The fact that the Prosecution chose only four friends of the victim as witnesses cannot be termed as cherry picking as the protection of the identity of the victim is of paramount importance in such offences and all efforts ought to be made to ensure confidentiality as done in the instant matter, to prevent stigmatization and ostracization of the victim for no fault of hers. This was said in the case of Maheshwar Singh vs State Of Sikkim [Crl.A. No.06 of 2020] by Justice Meenakshi Madan Rai in the High Court of Sikkim
The facts of the case are that the Appellant is aggrieved by the impugned Judgment and Order on Sentence, both dated 26.02.2020, of the Learned Special Judge, by which the Appellant was convicted for the offence under Section 354A(1)(i) of the IPC and sentenced to undergo Rigorous Imprisonment for a period of one year and six months and to pay a fine of Rs.25,000. Hence, an appeal was filed
Appellant advanced the argument that FIR is suspicious as there are unexplained subsequent insertions on it pertaining to the age of the victim and the period of offence. Prosecution witnesses are four close friends of the victim and therefore interested witnesses, rendering their evidence unreliable. P.Ws.14 and 15 are minor witnesses whose competence to testify was not considered by the Learned Trial Court. Further, the victim falsely implicated the Appellant as she was weak in Physics, the Appellant’s subject and his constant monitoring irked her.

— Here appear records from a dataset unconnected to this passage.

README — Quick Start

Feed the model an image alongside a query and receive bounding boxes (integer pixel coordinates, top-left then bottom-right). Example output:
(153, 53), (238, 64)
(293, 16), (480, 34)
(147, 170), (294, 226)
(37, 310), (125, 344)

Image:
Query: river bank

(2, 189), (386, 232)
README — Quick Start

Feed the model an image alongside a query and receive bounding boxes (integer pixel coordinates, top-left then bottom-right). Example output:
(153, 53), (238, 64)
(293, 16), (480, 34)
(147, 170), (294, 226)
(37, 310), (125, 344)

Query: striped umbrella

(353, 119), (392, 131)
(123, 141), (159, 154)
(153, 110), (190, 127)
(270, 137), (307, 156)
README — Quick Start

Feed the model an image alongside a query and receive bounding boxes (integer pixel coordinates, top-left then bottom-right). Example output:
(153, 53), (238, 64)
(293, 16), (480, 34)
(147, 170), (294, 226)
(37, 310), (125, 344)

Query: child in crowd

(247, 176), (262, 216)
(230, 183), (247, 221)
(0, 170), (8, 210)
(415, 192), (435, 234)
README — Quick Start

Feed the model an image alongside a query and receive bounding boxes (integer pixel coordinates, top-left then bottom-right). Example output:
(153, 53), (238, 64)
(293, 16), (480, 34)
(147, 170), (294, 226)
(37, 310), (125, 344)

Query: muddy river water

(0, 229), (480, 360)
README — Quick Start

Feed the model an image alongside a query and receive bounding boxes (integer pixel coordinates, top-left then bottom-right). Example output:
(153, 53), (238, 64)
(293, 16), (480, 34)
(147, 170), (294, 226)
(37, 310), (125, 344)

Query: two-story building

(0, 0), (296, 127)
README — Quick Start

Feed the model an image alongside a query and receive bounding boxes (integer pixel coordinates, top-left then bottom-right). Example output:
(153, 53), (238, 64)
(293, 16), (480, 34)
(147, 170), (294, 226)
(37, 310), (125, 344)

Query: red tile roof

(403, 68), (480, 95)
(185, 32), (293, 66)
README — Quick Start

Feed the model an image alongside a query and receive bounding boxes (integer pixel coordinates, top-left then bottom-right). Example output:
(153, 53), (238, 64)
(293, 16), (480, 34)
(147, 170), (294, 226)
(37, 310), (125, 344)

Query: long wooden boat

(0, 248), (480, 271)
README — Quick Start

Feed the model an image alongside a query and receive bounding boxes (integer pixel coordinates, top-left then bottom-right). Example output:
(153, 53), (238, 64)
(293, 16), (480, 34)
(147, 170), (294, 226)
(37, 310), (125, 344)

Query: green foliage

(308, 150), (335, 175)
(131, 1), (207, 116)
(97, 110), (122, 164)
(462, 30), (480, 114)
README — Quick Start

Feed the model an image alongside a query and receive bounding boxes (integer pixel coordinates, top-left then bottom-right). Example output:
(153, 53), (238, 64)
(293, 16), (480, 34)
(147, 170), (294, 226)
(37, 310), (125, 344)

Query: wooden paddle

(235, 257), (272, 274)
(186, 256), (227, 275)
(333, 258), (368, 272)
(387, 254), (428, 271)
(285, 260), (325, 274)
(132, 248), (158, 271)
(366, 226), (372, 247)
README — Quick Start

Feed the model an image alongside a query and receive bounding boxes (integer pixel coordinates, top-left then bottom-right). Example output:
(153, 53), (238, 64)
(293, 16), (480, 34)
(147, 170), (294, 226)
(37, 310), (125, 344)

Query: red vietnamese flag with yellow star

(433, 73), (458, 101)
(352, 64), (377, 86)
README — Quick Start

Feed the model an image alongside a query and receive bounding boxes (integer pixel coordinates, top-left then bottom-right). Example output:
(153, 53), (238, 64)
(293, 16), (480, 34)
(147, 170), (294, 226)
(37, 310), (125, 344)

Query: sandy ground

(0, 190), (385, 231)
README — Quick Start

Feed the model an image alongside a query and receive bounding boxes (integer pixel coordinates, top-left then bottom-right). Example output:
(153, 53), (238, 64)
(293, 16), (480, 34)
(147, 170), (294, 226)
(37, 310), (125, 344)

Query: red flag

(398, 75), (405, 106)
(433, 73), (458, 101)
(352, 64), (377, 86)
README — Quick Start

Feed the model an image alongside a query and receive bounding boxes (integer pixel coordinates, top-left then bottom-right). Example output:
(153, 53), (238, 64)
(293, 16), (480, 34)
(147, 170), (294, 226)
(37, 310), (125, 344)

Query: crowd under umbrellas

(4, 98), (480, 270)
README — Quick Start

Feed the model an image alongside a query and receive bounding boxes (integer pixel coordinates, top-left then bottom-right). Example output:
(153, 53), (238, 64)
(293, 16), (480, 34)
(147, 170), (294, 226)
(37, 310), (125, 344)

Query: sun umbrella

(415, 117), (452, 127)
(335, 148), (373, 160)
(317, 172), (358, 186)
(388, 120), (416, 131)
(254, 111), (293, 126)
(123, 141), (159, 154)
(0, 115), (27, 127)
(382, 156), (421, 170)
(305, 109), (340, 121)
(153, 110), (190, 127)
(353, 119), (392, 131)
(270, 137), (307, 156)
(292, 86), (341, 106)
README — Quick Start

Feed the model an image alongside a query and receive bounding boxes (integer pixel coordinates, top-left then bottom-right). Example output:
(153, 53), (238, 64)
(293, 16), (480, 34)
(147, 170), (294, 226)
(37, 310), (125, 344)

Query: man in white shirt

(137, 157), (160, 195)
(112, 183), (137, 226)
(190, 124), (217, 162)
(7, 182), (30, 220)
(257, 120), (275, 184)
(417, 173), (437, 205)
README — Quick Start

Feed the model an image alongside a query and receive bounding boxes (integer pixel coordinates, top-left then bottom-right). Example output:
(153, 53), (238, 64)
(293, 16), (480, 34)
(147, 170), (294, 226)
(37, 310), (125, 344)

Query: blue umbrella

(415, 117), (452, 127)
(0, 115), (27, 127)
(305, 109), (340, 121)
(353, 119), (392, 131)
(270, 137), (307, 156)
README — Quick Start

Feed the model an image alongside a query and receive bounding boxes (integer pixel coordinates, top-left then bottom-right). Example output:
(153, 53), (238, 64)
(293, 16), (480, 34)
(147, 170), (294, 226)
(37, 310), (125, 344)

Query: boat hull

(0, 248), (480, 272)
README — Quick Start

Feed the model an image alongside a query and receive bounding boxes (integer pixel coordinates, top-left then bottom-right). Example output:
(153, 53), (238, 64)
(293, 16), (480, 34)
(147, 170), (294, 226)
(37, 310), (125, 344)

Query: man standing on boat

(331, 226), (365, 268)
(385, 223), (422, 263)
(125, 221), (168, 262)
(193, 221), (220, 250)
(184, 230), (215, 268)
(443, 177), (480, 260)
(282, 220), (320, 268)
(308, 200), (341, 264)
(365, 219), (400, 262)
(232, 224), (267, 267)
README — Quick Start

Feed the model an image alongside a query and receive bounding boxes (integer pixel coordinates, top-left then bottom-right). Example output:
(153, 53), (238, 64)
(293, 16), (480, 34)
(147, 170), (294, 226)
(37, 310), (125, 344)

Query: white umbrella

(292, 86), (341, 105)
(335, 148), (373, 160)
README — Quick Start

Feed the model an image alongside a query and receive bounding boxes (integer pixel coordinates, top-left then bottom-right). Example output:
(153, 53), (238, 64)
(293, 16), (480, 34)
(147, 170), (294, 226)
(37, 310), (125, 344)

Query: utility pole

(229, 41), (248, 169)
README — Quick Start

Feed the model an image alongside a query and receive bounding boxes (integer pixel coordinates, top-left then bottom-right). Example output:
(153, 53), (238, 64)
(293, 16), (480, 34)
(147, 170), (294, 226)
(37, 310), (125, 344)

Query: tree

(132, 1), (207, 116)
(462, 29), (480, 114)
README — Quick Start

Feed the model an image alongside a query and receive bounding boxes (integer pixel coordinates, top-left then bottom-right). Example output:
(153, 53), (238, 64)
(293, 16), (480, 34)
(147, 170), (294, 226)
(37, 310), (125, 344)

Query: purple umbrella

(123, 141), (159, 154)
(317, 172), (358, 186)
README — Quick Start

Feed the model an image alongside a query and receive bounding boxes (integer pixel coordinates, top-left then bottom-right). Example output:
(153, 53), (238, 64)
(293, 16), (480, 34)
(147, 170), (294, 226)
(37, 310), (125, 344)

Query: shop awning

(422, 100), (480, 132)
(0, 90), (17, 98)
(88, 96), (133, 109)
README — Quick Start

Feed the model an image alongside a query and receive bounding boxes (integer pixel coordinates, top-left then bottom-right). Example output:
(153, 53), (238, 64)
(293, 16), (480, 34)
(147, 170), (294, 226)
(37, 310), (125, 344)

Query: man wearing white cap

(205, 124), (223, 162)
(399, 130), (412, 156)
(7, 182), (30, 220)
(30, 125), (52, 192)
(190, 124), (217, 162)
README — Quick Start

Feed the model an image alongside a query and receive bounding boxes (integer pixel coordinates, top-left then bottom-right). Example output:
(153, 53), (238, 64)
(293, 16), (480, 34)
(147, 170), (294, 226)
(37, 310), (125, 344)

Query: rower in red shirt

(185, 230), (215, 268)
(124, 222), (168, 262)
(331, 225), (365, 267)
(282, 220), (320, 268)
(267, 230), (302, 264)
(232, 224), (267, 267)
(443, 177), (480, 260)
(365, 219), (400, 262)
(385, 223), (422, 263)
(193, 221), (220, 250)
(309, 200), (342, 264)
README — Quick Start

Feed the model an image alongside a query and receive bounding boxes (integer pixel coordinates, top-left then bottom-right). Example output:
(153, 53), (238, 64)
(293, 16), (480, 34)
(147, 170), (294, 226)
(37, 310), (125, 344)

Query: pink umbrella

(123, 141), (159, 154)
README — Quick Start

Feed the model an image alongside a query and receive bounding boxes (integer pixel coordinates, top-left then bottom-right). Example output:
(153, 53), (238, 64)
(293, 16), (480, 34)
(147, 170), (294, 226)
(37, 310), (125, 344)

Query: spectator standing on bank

Learned Assistant Public Prosecutor contended that the evidence of P.Ws.13, 14, 17 and 18, colleagues of the victim duly corroborate her evidence pertaining to the Appellant’s conduct towards her. The victim has revealed that he was luring her with the promise of good marks and under such guise, touching her inappropriately. P.W.20, a Teacher of the School, who was informed about the incident, substantiated the Prosecution case. That, the delay in lodging of the FIR was on account of the victim harbouring the anxiety that it would adversely affect her studies, the Appellant having threatened to give her low marks.
The Court referred to the case of State of Himachal Pradesh vs. Prem Singh [Criminal Appeal No. 44 of 2002], wherein the Supreme Court said that “So far as the delay in lodging the FIR is concerned, the delay in a case of sexual assault, cannot be equated with the case involving other offences. There are several factors which weigh in the mind of the prosecutrix and her family members before coming to the police station to lodge a complaint. In a tradition-bound society prevalent in India, more particularly, rural areas, it would be quite unsafe to throw out the prosecution case merely on the ground that there is some delay in lodging the FIR”.
In the light of the above judgment, the Court said that “The allegation that the victim’s father did not take the matter seriously is only a perception of the Appellant. The reasons for the delayed lodging of the FIR have been enumerated by the victim. I find no reason to disbelieve the victim that she was apprehensive of the outcome of such a step on her academics”. Hence, the appeal failed and is dismissed.